Gluten Free Vegetable Pizza
For the crust:
1 cup brown rice flour
½ cup tapioca flour
1 ½ tsp xantham gum
¾ tsp salt
1 Tbsp sugar
1 Tbsp fast rise yeast
¾ cup lukewarm water
1 Tbsp oil
1 ½ egg whites, beaten slightly
½ tsp vinegar
For the toppings:
4 oz cream cheese (half the package)
2 Tbsp dry ranch dressing flavor
1 Tbsp milk
¼ cup shredded cheddar cheese
Your choice of diced vegetables (I did broccoli, carrots, and sweet onions)
For the crust:
1. In a mixer bowl of a heavy-duty mixer, combine flours, xantham gum, salt, sugar, and yeast. Mix well.
2. In a separate bowl, beat the eggs until slightly bubbly. Then add the water, vinegar, and oil. Whisk together.
3. Add the wet mixture to the dry mixture. Beat on high for 3 minutes.
4. On a small greased cookie sheet, spread dough out evenly with a spatula. (Note: if you are having trouble spreading the dough, wet the spatula with water and do so as needed. Do not use a rolling pin). It’s ok if the dough doesn’t stretch out through the whole pan.
5. Let the dough rise in a warm area for 20-25 minutes. (I turn the oven to warm and let the bread sit in there to rise)

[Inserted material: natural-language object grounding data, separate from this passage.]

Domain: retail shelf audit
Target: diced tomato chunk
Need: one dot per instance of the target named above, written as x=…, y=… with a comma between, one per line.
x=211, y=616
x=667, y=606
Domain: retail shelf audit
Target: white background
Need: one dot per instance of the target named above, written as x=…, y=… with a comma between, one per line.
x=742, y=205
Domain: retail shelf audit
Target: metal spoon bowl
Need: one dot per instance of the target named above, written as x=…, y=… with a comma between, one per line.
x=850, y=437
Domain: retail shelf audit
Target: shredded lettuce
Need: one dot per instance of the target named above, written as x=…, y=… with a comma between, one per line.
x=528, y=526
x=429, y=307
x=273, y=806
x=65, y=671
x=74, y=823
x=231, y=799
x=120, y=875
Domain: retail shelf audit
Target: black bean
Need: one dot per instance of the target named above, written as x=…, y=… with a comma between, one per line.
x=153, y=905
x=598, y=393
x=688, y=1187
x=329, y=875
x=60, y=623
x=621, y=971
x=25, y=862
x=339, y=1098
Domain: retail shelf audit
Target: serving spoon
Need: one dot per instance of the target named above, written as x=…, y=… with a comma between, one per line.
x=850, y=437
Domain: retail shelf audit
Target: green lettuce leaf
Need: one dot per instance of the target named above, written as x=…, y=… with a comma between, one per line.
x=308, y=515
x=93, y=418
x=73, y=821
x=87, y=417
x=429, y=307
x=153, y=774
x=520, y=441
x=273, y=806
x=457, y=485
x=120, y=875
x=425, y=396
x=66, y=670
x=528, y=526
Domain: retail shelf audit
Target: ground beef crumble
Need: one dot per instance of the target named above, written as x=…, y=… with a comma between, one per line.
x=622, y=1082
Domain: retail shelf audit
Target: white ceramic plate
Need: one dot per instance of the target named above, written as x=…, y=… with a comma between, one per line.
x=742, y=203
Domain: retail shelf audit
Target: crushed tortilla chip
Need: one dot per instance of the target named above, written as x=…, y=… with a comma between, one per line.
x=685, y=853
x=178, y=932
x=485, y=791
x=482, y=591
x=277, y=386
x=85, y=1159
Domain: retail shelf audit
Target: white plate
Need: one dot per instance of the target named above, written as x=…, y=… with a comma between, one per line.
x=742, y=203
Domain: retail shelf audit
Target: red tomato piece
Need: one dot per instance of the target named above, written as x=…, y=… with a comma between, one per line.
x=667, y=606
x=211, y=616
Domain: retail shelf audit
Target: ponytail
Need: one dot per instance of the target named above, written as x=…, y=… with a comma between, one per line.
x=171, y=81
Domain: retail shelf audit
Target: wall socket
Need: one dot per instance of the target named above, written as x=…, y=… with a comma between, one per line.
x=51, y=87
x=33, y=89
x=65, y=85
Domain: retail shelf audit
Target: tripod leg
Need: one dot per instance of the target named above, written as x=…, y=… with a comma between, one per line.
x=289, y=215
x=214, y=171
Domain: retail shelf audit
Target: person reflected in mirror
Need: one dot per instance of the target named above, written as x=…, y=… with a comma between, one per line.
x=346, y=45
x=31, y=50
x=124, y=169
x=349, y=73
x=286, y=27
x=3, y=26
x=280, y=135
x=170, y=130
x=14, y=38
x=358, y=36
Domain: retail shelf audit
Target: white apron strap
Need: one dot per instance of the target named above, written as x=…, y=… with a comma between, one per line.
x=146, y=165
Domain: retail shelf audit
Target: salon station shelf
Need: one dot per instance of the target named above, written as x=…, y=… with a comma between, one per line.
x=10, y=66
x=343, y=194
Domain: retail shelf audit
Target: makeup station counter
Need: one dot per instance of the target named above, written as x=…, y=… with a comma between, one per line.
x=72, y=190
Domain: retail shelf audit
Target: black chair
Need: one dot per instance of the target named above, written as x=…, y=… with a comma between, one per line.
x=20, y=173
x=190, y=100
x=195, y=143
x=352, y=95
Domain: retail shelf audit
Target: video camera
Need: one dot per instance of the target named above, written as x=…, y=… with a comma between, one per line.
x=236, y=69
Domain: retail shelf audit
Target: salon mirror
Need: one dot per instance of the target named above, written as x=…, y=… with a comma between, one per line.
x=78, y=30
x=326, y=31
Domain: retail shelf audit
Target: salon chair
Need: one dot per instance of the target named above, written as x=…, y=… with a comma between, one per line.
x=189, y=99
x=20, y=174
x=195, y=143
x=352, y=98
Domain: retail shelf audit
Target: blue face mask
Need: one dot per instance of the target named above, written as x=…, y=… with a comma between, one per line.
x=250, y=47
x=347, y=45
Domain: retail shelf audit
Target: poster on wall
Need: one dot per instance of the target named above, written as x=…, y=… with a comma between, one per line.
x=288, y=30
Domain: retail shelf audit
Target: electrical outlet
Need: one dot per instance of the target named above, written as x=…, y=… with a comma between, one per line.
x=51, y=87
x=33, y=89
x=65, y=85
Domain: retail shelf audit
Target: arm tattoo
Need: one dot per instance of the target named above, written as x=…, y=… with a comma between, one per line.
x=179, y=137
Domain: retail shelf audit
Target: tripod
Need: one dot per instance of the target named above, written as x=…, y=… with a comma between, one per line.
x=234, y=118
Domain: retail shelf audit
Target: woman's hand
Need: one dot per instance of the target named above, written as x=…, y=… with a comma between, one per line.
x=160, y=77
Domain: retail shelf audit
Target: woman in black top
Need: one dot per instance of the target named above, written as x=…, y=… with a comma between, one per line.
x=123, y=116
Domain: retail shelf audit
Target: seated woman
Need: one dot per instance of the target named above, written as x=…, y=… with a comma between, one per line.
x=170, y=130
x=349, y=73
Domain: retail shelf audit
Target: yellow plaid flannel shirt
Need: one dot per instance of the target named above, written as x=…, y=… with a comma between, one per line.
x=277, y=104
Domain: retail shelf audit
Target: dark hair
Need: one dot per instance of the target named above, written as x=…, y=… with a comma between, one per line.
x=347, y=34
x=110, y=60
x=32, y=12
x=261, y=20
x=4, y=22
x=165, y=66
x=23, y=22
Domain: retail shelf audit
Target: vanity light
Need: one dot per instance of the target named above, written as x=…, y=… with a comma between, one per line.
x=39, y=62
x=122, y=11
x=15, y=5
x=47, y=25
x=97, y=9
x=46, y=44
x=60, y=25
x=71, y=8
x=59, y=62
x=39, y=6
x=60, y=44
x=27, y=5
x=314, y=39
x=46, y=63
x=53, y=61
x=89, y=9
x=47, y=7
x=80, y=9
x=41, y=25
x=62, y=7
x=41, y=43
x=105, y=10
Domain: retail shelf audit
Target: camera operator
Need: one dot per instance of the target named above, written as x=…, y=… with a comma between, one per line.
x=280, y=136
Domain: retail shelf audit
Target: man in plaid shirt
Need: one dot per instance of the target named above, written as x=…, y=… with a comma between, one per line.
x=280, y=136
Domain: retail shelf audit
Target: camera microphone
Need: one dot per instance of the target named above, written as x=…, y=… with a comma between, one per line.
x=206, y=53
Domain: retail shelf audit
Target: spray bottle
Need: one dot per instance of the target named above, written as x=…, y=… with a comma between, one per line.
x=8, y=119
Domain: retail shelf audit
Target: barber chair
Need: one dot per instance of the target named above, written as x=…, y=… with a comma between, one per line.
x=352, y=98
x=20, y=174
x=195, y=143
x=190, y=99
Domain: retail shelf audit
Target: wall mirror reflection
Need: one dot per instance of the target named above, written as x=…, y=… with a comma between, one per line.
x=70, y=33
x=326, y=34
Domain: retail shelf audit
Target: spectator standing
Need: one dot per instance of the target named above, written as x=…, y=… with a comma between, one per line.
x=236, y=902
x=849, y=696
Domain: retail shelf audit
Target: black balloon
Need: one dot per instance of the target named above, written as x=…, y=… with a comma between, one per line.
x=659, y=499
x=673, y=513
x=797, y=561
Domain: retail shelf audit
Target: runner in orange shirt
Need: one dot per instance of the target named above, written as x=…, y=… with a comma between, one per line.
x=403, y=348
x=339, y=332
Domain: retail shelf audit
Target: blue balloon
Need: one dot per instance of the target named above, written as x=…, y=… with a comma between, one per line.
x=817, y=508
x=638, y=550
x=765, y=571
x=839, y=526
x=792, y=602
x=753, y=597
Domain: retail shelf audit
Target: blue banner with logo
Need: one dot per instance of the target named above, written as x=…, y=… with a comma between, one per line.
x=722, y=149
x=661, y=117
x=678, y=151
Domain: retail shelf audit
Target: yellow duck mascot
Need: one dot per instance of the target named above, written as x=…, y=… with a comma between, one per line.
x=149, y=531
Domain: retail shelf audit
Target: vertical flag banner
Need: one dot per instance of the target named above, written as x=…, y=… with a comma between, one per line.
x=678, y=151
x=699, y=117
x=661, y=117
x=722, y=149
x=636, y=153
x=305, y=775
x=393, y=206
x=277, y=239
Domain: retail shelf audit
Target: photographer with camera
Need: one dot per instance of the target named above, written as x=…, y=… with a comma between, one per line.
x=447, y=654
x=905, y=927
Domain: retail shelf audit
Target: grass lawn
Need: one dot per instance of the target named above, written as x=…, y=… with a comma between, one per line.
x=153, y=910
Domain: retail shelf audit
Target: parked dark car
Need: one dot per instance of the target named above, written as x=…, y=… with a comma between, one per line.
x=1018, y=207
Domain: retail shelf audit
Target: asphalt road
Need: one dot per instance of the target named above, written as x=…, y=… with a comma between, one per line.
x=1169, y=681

6. Bake at 400 degrees for 15-20 minutes or until bread is golden brown and crispy.
7. Transfer to wire rack to cool completely. You can put the bread in the freezer or fridge to speed up the cooling process.
For the topping:
1. In a small bowl combine the milk, cream cheese, and dry ranch dressing. Spread evenly over the cooled crust.
2. Then spread the shredded cheese evenly on top of the cream cheese.